Halifax Gold

Halifax streets may not be paved with gold but some have gold under them!
In the 1800s prospecting on peninsular Halifax found quartz veins containing small amounts of gold:
• A 3-inch wide vein near the corner of Oxford Street and Quinpool Road.
• A 2-inch vein on Louisburg Street between Shirley and Linden streets. (The name Louisburg Street no longer exists but it’s shown on the 1890 map below near Camp Hill. It may have been an earlier name for either Garden or Vernon streets but the area has changed so much that it’s hard to be sure.)
• A vein between Pepperell and Shirley streets just east of Preston Street.
Gold was also found between Lockman and Upper Water streets, south of North street. (Barrington Street used to be made up of four sections. The portion south of Spring Garden Road was called Pleasant Street, the downtown portion was Barrington, the portion north of downtown was Lockman Street and the portion beyond North Street was Campbell Road.)
In 1897, A 16-inch vein was found while the foundation was being dug for a grandstand at the new Provincial Exhibition Grounds between Almon, Windsor, and Young Streets. The exhibition grounds before 1897 were downtown at the corner of Morris Street and Cathedral Lane (formerly Tower Road), where All Saints Cathedral currently stands.
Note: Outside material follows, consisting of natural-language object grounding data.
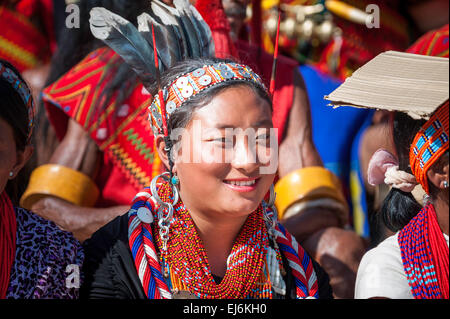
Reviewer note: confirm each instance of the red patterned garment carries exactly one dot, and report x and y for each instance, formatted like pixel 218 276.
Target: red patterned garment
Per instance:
pixel 360 44
pixel 122 132
pixel 22 42
pixel 434 43
pixel 129 158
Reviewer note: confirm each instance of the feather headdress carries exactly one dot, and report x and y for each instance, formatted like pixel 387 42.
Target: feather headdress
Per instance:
pixel 180 33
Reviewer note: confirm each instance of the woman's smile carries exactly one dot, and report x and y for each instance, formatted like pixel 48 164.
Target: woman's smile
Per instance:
pixel 242 185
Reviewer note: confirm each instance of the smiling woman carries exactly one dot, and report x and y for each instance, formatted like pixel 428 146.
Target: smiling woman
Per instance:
pixel 206 228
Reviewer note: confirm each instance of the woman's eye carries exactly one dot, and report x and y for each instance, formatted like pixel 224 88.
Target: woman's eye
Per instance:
pixel 224 141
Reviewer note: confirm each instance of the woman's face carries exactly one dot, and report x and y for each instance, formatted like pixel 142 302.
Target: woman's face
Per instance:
pixel 224 163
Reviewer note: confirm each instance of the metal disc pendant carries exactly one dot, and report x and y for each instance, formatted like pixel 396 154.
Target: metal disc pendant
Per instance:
pixel 183 294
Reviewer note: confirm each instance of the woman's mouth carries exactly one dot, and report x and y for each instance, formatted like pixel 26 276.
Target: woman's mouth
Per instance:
pixel 242 185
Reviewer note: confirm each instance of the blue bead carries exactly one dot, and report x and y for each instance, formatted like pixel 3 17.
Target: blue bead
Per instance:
pixel 175 180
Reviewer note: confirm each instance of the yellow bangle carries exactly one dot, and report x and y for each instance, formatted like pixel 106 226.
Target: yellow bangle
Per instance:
pixel 59 181
pixel 307 184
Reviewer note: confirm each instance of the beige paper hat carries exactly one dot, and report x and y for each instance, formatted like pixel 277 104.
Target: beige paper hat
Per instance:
pixel 397 81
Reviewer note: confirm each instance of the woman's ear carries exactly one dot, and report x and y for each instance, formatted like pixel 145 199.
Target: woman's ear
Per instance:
pixel 161 148
pixel 22 158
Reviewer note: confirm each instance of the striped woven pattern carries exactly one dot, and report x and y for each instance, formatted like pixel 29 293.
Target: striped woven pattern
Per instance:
pixel 429 144
pixel 144 247
pixel 420 262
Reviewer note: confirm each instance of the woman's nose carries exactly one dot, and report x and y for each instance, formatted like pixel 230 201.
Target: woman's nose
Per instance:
pixel 245 155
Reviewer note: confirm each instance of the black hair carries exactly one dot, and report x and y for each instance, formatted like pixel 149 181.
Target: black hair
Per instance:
pixel 14 111
pixel 399 207
pixel 181 117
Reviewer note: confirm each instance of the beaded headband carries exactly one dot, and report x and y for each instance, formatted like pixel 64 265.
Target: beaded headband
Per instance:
pixel 188 85
pixel 429 144
pixel 20 87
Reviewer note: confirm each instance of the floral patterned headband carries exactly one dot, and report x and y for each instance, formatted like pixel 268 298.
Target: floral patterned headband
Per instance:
pixel 20 87
pixel 188 85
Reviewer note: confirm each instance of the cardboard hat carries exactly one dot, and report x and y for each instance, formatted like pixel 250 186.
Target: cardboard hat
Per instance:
pixel 397 81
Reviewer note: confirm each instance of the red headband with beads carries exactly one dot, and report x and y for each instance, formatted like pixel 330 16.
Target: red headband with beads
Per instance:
pixel 190 84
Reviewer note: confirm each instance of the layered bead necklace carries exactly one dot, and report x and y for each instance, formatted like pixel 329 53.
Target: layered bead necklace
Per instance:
pixel 180 264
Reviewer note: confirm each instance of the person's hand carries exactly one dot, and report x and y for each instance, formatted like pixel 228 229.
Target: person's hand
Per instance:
pixel 81 221
pixel 339 252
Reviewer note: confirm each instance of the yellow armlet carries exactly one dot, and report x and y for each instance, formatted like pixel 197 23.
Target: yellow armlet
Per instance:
pixel 62 182
pixel 307 184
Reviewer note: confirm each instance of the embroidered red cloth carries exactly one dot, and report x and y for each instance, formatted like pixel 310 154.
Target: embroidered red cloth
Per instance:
pixel 126 139
pixel 7 241
pixel 21 42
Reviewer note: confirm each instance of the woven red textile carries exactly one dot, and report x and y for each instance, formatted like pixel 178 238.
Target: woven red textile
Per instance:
pixel 7 241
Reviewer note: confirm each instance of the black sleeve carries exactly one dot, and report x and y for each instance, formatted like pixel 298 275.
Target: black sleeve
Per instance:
pixel 108 268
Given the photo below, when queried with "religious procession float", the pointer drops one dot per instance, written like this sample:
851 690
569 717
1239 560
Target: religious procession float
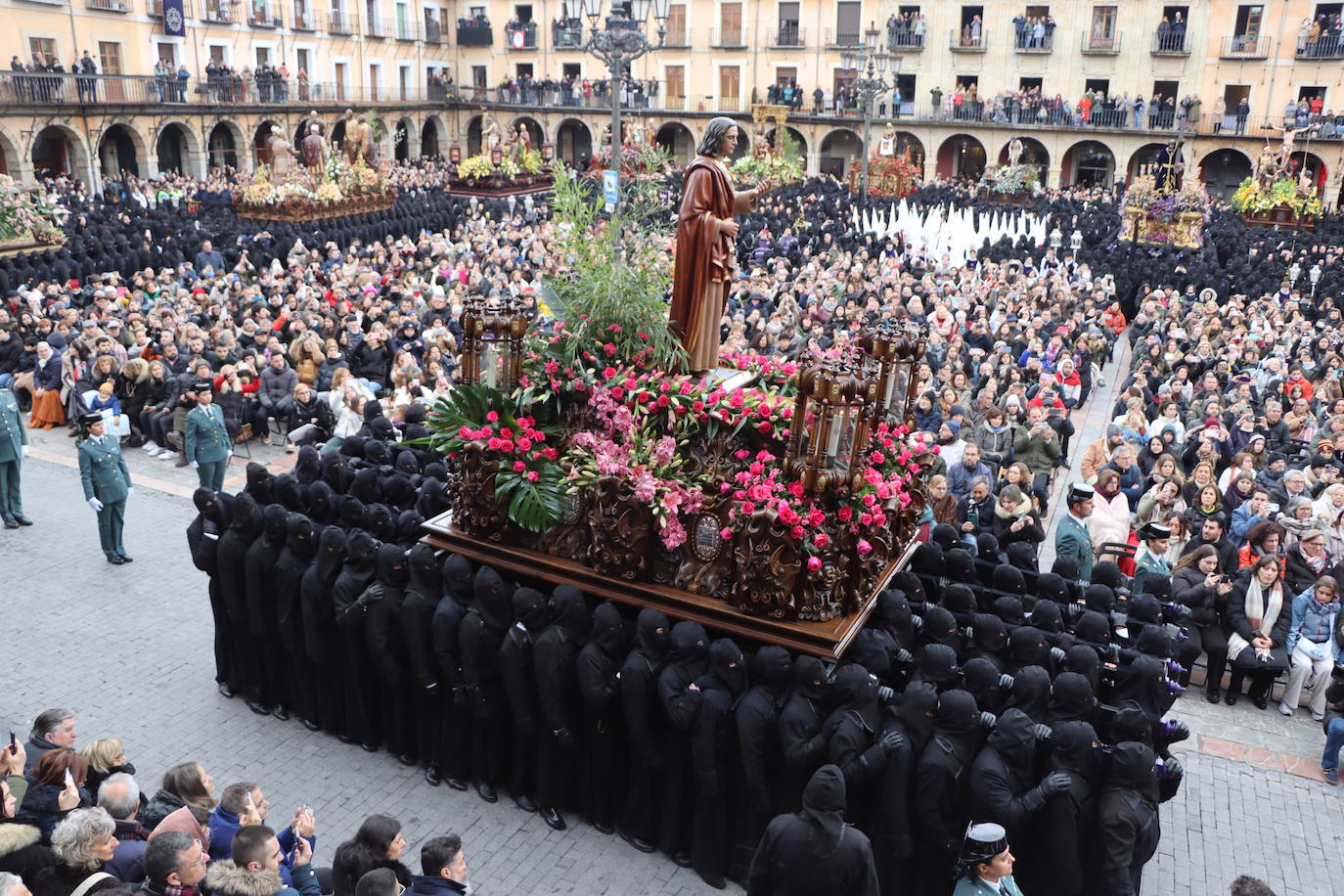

The 1897 exhibition, at its new home, showcased industries from all over the province, including a 3-stamp gold mill from the Windsor Foundry Company. It was suggested, jokingly, that the vein by the grandstand should be mined so both mining and processing could be demonstrated at the exhibition.

The exhibition drew crowds of over 60,000 that year and a visit from Prime Minister Sir Wilfred Laurier.

On December 6, 1917, the exhibition building was destroyed by the Halifax Explosion. Temporary apartments were built on its grounds soon after, housing approximately 2,200 people. In 1927 the Halifax Forum was built on part of the former exhibition grounds.

The post-1897 exhibition grounds in north end Halifax.

The post-1897 exhibition grounds in north end Halifax before being destroyed in theHalifax Explosion.

The post-1897 exhibition building was destroyed in the Halifax Explosion.

The pre-1897 exhibition building in south end Halifax is marked near the centre of this map.